Because it's true, though it sometimes feels there is no point in following the Savior, in doing our best to be like Him and lean on Him, like we are getting nothing out of it, we really are.
On the contrary, if we turn to the world in our sorrows, we give it our hopes and our desires, our worries and our heartaches, it will give nothing in return. It will guarantee nothing.
The Savior, promises everything. He promises unspeakable joy, dreams beyond what we can imagine, forgiven sins, healed wounds, sorrows forgotten, miracles and wonders, a constant stability, an unfailing love, a listening ear, best interests, pure and total empathy, grace, mercy, salvation. This list goes on and on and on. All this and more is secured in the love of our Savior.
Even if we can't feel it. Even if we don't see it. Even when we don't understand, it is always there. That's an eternal truth, it cannot be argued, no matter how much we, or the world, try to argue it.

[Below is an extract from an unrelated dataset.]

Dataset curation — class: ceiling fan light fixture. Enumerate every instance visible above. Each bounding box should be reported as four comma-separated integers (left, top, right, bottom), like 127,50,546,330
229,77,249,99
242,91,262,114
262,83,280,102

Christ's love is real, and it is sure.
Oakley Ann runs up to the house every single time, trusting in me, an imperfect human, to bring her the aid she needs. If she can do that, how can I not trust Him?
He is there. He is wrapping my wounds, plucking the thorns from my soul, pointing me in the right direction, crying with me when it hurts, and smiling joyfully at what is to come.
He is there, we can trust it. Always.
That doesn't mean it's not hard. That doesn't mean that I don't feel really, really abandoned right now. That doesn't mean that I'm not at a complete loss for where this ride called life is taking me. But it also doesn't change the truth.
Faithfully, with total trust, we can run to Him, and He will always be there to help us.